A: After answering the previous question about depth, it seems pretty clear that LeVert will play about 34-38 minutes a game, alternating between shooting guard and small forward and running the Michigan offense. When LeVert is firing on all cylinders, his combination of passing, shooting, attacking the basket and defensive length make him arguably one of the top 10 or 15 players in the entire country. Before his injury, LeVert led the Wolverines in every major statistical category. I don't expect LeVert to have to shoulder the load as much as he did last season, especially given the experience and improvement of every player on Michigan's roster. Look for LeVert to average around 16 points, 5 rebounds and 5 assists, but to have the largest impact on controlling the game and allowing Michigan's other players to get open shots. If guys like Dawkins, Robinson and Irvin are given space to knock down open 3's, it opens up the driving lane for LeVert, Spike and MAAR to attack the basket. LeVert's impact cannot be understated, and his value will largely determine Michigan's fate throughout the season.
Q: What is a realistic ceiling for this year's Michigan team?
A: The end of LeVert's answer leads right into this question, and it's true that LeVert will have a big impact. But Michigan's biggest Achilles last season was its inability to stop the opposing team from making large runs while being unable to score. Two examples that come to mind are the Michigan State game in East Lansing, when the Wolverines were held scoreless for overtime and the Illinois game in Champaign, when Illinois ended the game on a 20-0 run before Michigan made a free throw with 30 seconds left in overtime. Michigan had a chance to win both these games, especially against Illinois, and were left with incredibly demoralizing losses. Both these losses occurred without LeVert, so expect his senior leadership to ensure these types of meltdowns do not occur next season.

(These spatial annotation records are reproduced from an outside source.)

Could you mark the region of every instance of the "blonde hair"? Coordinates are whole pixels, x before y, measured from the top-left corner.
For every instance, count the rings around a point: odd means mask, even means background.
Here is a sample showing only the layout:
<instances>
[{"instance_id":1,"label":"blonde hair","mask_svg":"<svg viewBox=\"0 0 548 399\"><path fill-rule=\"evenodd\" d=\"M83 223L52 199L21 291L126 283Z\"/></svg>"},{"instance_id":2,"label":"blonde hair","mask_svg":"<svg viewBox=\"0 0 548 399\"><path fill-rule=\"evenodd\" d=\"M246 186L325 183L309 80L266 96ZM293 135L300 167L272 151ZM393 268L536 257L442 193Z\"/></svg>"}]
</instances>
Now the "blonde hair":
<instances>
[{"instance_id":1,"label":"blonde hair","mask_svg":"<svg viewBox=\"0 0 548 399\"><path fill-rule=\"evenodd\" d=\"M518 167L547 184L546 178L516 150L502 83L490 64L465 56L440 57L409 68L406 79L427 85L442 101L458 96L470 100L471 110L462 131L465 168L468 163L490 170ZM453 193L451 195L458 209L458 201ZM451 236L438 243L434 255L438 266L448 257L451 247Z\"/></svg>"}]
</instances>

Given the talent that Michigan returns from last season, and the sheer size and length with 8 guys 6'8 or taller, this is arguably John Beilein's most impressive roster top to bottom (the 2011-12 roster has five guys in the NBA, but that team was pretty pathetic after the top 8 players). There might be some growing pains given LeVert and Walton returning to playing a full season, but expect this team to have big expectations given last season's flop. I project this team to be ranked right around #15 when the season begins, and the Sweet Sixteen is a realistic goal and a fantastic accomplishment. However, if Michigan can get consistent production from Dawkins, Irvin and a few guys off the bench, this team could be really special. How many teams are pretty confident in their first 10 guys?! If this team can shoot well, rebound and most importantly defend the paint, a huge problem last season, they have a shot to make a deep run in March. Until then, it's back to the weight room and practice court to make those dreams a reality.